Attentat de Manchester : le Brexit est-il un obstacle à la lutte contre le terrorisme pour le Royaume-Uni ?
A quelques jours des élections législatives, cruciales pour les négociations sur la sortie de l'UE, l'attentat de Manchester pose la question de la coopération entre pays européens pour prévenir de futures attaques.
Le Royaume-Uni sera-t-il plus fort tout seul ? La question se pose outre-Manche, au lendemain de l'attentat de Manchester, qui a coûté la vie à 22 personnes. Le pays insulaire a beau être isolé du reste du continent, ce qui lui permet de contrôler plus facilement les entrées sur son territoire, cela ne l'a pas empêché de connaître deux attaques terroristes en 2017, avec celle du Parlement à Londres, en mars. Le métro de la capitale avait également été la cible d'un attentat, revendiqué par Al-Qaïda, en 2005.
A deux semaines des élections législatives, le terrorisme bouleverse. La Première ministre Theresa May et le leader travailliste Jeremy Corbyn ont d'ailleurs décidé de la suspendre. Le scrutin est pourtant crucial, car il doit renouveler la Chambre des communes, dans l'optique des négociations sur le Brexit. Face à la vague d'attaques qu'a connues l'Europe ces dernières années, la nécessité d'une meilleure coopération entre services de renseignement est souvent évoquée par les spécialistes. Mais la sortie du Royaume-Uni de l'Union européenne semble aller dans le sens contraire.

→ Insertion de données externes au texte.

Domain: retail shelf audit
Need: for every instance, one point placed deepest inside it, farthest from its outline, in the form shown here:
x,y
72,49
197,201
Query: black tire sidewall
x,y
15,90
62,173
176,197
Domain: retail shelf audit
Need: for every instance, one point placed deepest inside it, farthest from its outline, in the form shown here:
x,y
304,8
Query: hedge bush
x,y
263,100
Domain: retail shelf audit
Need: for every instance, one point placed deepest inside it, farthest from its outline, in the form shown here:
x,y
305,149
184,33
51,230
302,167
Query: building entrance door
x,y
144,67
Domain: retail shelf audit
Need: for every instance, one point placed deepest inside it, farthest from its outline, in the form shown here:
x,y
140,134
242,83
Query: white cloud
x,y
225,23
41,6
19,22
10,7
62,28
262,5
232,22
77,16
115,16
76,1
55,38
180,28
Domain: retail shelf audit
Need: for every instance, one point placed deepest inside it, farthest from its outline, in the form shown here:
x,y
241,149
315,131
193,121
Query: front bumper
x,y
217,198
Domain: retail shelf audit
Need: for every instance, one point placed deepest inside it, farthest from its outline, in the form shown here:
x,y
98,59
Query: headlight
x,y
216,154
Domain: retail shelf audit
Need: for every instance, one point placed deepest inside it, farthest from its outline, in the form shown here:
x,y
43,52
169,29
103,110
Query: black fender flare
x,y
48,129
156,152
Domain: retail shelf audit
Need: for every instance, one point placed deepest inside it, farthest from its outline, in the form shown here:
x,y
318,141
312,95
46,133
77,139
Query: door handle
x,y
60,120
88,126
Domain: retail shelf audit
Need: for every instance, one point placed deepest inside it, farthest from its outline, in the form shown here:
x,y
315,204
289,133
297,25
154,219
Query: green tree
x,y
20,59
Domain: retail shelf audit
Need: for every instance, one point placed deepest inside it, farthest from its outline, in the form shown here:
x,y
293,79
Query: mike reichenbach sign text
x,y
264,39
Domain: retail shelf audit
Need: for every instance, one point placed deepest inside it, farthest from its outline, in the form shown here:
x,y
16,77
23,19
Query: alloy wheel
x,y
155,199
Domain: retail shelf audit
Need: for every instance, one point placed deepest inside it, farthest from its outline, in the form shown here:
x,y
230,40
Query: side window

Des précieuses bases de données européennes
Le journal The Guardian, opposé au Brexit, est le premier à s'inquiéter. Dans un article intitulé "Pourquoi l'absence d'accord sur la sécurité européenne est dangereux", publié avant l'attentat de Manchester, le quotidien pointait le risque qu'encourt le pays à se couper des réseaux d'informations auxquels il a actuellement accès. A commencer par la base de données fournie par la Commission européenne au sein du Schengen information system (SIS), dont le Royaume-Uni serait un grand utilisateur.
Selon The Guardian, le SIS contient des informations sur 8 000 individus suspectés d'être liés au terrorisme et se révèle particulièrement efficace dans le suivi des combattants étrangers partis en Syrie et en Irak. Il pourrait donc comporter des informations cruciales sur les 350 Britanniques revenus sur l'île. Le Royaume-Uni aurait d'ailleurs sollicité ce fichier plus de 500 000 fois en 2016.
En cas de Brexit, tout se jouera lors des négociations car des pays extracommunautaires peuvent y être associés comme la Norvège, la Suisse ou l'Islande. Interrogé par le quotidien, Julian King, le commissaire européen chargé de l'union de la sécurité, avertit : "Si vous n'avez pas accès au SIS, vous n'aurez pas accès aux informations d'alerte, la plateforme est la pierre angulaire de cet échange d'informations." Un commissaire européen de nationalité... britannique. Les Echos soulignent également que le Royaume-Uni est aujourd'hui le principal contributeur à l'Office européen de police contre la criminalité transfrontalière et le terrorisme (Europol).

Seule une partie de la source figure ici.